Ü.A: İnsülin direnci ve Tip 2 diyabet aşağıdaki semptomlarla kendini gösterir, siz yanlış beslenmeye devam ettikçe de giderek derinleşir.
- Kilo sorununuz var ve bu kilolar da bilhassa de bel ve göbek etrafında toplanıyor.
- Kolay kilo alıyor lakin sıkıntı veriyorsunuz. Bedeniniz adeta kilo vermemek için direniyor ve kilo verseniz bile en kısa vakitte ziyadesiyle geri alıyorsunuz.
- İştahınıza hâkim olamıyorsunuz. Çok sık acıkıyorsunuz, sık sık tatlı krizi yaşıyorsunuz. Canınız daima unlu, tatlı şeyler yemek istiyor. Ekmek, pilav, makarna, börek, çörek, çikolata olmadan duramıyorsunuz.
- Sabahları yataktan kalkmakta bile zorlanıyor, kendinizi daima halsiz, daima bitkin hissediyorsunuz.
- Açlığa hiç tahammülünüz yok. Bir öğün bile kaçırdığınızda bayılacak üzere oluyor ve sonlu birine dönüşüyorsunuz.
- Yemek sonrası uykunuz geliyor, televizyonun karşısında uyukluyor, güya bayılıp kalıyorsunuz.
- Konsantrasyon sorununuz var. Sık sık unutkanlıktan şikâyet ediyorsunuz.
- Çok sık susuyor ve çok su içiyorsunuz.
- Geceleri uykunuzdan ter içinde uyanıyor ve kendinizi tekrar buzdolabının önünde buluyorsunuz.
- Çok sık idrara çıkıyorsunuz.
Vitamin takviyeleri her vakit işe fayda mı? Neye nazaran alacağız?
Ü.A: Öncelikle her şeyin başının hakikat beslenme olduğu unutulmamalı. Vitamin destekleri ise diyetinizle kâfi ölçüde alamadığınız, sisteminiz için elzem olan vitamin, mineral ve besin unsurlarından yoksun kalmamanızı sağlarlar.

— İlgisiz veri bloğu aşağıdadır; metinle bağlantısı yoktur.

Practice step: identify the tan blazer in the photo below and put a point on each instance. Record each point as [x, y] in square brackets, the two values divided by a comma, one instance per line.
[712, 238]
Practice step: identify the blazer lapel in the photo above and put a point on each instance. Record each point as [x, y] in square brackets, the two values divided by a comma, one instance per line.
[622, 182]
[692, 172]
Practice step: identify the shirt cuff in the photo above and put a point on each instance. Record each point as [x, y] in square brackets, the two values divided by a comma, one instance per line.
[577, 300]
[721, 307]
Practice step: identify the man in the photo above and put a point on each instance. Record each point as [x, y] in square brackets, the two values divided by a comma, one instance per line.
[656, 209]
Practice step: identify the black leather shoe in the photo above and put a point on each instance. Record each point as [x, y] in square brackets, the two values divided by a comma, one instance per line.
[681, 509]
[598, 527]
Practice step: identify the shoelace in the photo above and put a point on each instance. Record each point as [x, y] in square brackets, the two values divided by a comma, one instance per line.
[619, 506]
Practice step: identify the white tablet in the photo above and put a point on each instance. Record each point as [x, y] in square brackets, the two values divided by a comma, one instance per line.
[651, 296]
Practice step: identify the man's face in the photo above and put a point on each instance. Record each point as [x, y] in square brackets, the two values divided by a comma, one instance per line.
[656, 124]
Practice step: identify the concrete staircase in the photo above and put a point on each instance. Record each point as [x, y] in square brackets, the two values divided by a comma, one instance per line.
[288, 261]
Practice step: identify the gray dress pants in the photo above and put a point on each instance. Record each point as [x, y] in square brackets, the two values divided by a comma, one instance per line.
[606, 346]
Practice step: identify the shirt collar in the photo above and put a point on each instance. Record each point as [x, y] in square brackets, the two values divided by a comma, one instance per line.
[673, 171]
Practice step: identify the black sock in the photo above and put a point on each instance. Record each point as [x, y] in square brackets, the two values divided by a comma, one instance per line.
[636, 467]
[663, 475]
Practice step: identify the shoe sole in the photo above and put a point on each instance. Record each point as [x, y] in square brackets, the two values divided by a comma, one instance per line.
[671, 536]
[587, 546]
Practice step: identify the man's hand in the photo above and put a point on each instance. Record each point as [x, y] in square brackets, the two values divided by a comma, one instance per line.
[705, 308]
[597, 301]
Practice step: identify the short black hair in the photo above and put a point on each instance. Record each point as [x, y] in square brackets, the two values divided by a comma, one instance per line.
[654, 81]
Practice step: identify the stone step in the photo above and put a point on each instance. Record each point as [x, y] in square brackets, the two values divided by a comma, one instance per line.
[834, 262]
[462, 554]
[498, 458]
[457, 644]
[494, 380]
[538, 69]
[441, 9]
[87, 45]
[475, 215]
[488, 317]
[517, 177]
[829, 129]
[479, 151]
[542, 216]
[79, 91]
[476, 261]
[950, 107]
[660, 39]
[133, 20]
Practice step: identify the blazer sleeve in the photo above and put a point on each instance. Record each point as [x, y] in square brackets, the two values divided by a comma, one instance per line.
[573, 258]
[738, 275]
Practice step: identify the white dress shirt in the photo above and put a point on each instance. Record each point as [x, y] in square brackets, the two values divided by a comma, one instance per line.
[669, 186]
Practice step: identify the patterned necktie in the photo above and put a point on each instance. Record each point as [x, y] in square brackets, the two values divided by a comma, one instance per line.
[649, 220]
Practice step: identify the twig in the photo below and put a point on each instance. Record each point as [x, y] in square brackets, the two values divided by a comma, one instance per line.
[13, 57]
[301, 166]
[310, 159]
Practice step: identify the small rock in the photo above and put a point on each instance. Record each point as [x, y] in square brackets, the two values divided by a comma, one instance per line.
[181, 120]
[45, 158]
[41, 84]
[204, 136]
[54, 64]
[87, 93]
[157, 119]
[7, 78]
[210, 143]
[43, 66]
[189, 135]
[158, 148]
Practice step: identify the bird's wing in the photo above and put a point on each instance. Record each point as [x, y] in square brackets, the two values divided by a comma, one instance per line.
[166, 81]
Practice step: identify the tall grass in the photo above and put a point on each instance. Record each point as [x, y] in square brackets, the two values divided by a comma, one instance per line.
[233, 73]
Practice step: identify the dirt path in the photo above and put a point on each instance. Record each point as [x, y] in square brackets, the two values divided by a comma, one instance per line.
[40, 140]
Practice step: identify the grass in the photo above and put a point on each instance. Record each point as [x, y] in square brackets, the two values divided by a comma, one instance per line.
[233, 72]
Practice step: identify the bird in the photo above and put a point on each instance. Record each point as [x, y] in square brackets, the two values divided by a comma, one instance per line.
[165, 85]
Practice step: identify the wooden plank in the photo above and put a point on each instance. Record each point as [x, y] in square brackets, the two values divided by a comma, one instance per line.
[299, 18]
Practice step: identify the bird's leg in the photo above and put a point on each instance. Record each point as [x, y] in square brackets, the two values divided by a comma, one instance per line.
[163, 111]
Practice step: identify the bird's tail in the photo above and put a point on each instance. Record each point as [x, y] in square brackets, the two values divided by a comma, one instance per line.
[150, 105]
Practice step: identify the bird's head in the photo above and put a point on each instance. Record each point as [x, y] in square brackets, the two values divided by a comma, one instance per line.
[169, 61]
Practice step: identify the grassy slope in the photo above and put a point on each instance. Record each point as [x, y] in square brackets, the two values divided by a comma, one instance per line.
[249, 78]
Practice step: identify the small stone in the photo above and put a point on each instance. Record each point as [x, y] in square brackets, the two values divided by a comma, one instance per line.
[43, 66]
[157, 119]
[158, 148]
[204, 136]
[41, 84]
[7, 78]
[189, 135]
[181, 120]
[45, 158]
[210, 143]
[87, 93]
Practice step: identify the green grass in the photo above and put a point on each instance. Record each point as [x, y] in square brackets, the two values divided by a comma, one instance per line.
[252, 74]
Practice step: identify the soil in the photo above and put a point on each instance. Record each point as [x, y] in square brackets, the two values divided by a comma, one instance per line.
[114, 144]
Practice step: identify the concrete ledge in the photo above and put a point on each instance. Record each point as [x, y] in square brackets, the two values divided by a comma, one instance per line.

Tarım topraklarının eskisi kadar varlıklı olmadığını, münasebetiyle da besinlerden elzem vitaminleri, mineralleri almanın eskisine kıyasla zorlaştığı unutulmamalı. Hangi besin desteklerini, ne kadar ölçülerde kullanmanız gerektiği hekiminiz tarafından, birtakım testlerden sonra belirlenmeli. Doğal evvel besin desteklerinin değerine, hastalıkları önlemedeki tesirine inanan bir tabip bulmalısınız.
O halde 2023’te daha zinde olmak için kaçınmamız gereken beslenme alışkanlıkları nelerdir?
Ü.A: İnsülin direncine, Tip 2 diyabete yer hazırlayan buğday ununu hayatınızdan çıkarın. Yeni yılda buğday unu yerine keten tohumu unu, nohut unu, mısır unu, karabuğday (greçka) unu üzere sağlıklı alternatiflerle hazırlanmış tarifler deneyin. İşlenmiş yiyecekleri hayatınızdan çıkarın. Endüstriyel olarak üretilmiş yiyecekler içinde pek çok zehir barındırır. Meyve suyuna renk vermek, cipslerin kahvaltılık gevreklerin çıtır olmalarını sağlamak, yoğurdun bozulmasını önlemek, yiyeceklerin raf ömrünü uzatmak için kullanılan kimyasallar kanserojendir. Mesela patatesi ele alalım. Bir haşlanmış patates yediğinizde bağırsak floranızdaki dost bakterileri besler, onların serpilmelerini çoğalmalarını sağlarsınız. Lakin o patates cips olarak pakete girdiğinde ya da fast-food zincirlerinden birinin mutfağında kızarmış patatese döndüğünde toksik bir bombaya dönüşür. Kelamın özü; yalnızca işlenmiş yiyecekleri, buğday ununu hayatınızdan çıkararak sağlığınızda büyük bir fark yaratabilirsiniz.
Son olarak, beslenmenin yanı sıra güçlü bir bağışıklık için teklifleriniz ne olur?
Ü.A: Öncelikle D vitamini bedelinizi ölçtürün ve gerekiyorsa D vitamini desteği alın. Güçlü bir bağışıklık sistemi için bu pahası 100 ng/ml’nin üstünde tutmaya itina gösterin.
- Güçlü bağışıklığın sırrı sağlıklı bir bağırsak florasındadır. Bol bol mesken yoğurdu, mesken turşusu üzere fermente besinler tüketin, fakat bununla yetinmeyin probiyotik takviyesi alın. Probiyotik desteğinden herkes yarar sağlayabilir. Enterik yani bağırsakta çözünen destekleri tercih edin.
- Güne küçük bir fincan soğuk sıkım erken hasat zeytinyağı içerek başlayın. Güçlü bir bağışıklık, kanserden korunmak, kalp ve beyin sıhhatini desteklemek, uzun bir hayat sürmek için harika, şifa dolu bir alışkanlık!
- Hareketli bir ömür sürün. Yalnızca sistemli yürüyüş yaparak, asansör yerine merdiven kullanmaya dikkat ederek bağışıklık sisteminiz canlı tutabilirsiniz. Ancak sakın abartmayın, idmanın çok fazlası, ağır bir idman programı bağışıklık sistemini mahveder.
Alternatif Tıp Uzmanı Dr. Ümit Aktaş’a bu aydınlatıcı röportaj için çok teşekkür ederiz.
Pudra.com okuyucularına kusursuz bir yeni yıl diyoruz!